C’est essentiellement le même message que J.Kyll nous a relayé : « Avant l’arrivée des médias sociaux et des studios maisons, c’était vraiment basé sur les skills. Tu étais dope ou tu l’étais pas, on contribuait tous au mouvement hip-hop, peu importe les genres. » Pour la leader de Muzion, que ce soit dans les centres jeunesse du quartier montréalais Saint-Michel, dans un cypher à NDG ou dans les salles modestes comme le Petit Café Campus, tout le monde se battait pour son spot.

Puisque le milieu anglophone avait une longueur d’avance. La scène créole et franco ont dû mettre les bouchées doubles. Même si les femmes ont toujours fait face à plus d’obstacles, elles arrivaient à cimenter leur places grâce à leurs skills indéniables. « Malgré l’identité féminine qui évolue différemment pour chaque artiste, on a toutes pris notre place sur nos propres termes », explique la rappeuse.

Si la commercialisation du rap américain dans les années 90 a fait passé le focus aux MCs à part égal comme Roxanne Shanté et Queen Latifah à l’image d'autres comme Lil Kim et Foxy Brown, cette vague ne se faisait pas sentir au Québec. « Même des groupes poussés par les labels comme La Gamic, ce n’était pas vraiment en mode voici des filles rappeuses », rappelle J-Kyll. « Toutefois, il y avait un grand manque à gagner côté enregistrement et productions ce qui à ce jour reste un boys club dans la belle Province. Quand Muzion a commencé à avoir besoin de beats, j’ai dû tout faire et apprendre moi-même. C’est dommage parce qu'un bon beat qui bang c’est vraiment impossible de l’associer à une femme ou un homme, c’est la partie la plus neutre du hip-hop. », évoque-t-elle.

À travers les ateliers qu’elle donne dans les écoles, Jenny Salgado remarque l’influence insidieuse des médias sociaux sur les jeunes rappeuses de la relève. « Dans cette époque Instagram, ces jeunes femmes pensent que l’image est essentielle pour se lancer dans le rap. Alors qu'ici au Québec, ce qui reste inébranlable, qui nous est propre et très appréciable, c'est la valeur primordiale du propos, de l'ensemble de l'oeuvre, le “Qui es-tu, derrière l'image?” »

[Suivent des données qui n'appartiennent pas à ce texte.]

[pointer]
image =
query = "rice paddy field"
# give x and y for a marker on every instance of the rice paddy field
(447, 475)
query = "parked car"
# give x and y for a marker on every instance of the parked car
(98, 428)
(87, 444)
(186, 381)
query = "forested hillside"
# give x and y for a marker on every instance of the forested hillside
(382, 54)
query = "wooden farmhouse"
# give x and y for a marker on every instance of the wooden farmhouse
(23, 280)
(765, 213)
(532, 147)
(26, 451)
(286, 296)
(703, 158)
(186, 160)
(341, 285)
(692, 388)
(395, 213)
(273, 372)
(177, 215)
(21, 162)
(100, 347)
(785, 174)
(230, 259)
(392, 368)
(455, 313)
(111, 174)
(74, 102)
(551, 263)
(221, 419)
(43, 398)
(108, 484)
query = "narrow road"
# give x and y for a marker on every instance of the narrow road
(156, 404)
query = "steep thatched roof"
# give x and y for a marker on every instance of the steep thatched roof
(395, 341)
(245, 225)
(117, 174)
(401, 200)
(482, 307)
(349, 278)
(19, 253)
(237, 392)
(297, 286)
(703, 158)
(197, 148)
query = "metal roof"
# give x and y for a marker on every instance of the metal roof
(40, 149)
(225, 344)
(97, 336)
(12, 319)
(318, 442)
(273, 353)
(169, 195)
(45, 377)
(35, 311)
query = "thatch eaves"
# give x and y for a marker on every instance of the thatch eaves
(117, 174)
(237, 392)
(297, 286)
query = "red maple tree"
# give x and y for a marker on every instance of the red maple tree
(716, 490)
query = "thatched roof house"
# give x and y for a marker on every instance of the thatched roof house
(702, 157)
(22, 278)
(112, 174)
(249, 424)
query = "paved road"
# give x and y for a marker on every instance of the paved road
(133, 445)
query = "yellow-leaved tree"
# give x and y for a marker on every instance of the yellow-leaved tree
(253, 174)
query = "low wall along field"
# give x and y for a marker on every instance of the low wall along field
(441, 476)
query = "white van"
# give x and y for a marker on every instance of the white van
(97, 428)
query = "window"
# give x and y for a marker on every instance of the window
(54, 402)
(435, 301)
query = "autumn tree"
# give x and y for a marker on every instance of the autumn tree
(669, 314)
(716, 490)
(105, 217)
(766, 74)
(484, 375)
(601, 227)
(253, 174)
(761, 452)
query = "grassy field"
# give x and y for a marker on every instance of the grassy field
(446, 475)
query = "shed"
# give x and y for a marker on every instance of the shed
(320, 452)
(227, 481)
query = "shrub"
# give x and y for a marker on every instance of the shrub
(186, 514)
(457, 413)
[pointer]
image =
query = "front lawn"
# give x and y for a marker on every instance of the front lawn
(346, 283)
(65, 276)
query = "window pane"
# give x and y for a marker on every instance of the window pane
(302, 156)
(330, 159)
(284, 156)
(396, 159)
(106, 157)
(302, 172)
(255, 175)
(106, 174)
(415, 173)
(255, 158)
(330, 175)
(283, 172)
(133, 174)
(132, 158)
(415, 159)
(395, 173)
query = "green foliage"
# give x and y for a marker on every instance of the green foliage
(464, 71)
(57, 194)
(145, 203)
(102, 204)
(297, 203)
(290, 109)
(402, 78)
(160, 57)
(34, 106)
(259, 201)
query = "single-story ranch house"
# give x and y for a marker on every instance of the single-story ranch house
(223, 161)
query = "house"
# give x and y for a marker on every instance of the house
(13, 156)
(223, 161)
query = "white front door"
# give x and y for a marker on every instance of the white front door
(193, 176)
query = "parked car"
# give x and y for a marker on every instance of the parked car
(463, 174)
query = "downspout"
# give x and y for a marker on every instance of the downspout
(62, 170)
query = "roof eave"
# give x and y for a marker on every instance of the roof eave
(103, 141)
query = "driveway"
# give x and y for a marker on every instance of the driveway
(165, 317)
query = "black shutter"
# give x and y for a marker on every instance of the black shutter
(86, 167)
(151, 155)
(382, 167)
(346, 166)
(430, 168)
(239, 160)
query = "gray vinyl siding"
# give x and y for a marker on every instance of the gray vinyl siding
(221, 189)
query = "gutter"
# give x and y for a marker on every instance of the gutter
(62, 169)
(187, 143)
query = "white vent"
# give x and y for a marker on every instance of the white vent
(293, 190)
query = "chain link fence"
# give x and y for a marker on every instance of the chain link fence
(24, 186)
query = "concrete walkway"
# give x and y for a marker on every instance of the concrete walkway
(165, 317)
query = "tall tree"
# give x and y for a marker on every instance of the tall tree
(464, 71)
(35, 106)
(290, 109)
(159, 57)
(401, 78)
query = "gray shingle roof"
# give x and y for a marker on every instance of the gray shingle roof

Si le game offre d’emblée toujours plus de privilège aux hommes et si l’industrie en général souffre de misogynie systémique, nous espérons avoir pu démontrer qu’à l’époque de Dee ou de Skandal, il n'y avait pas de distinction de « rap féminin ». Simplement de dope MCs et avec les Meryem Saci, Naya Ali et Sarahmée d’aujourd’hui, on ose espérer revenir à ce genre de climat culturel en 2019.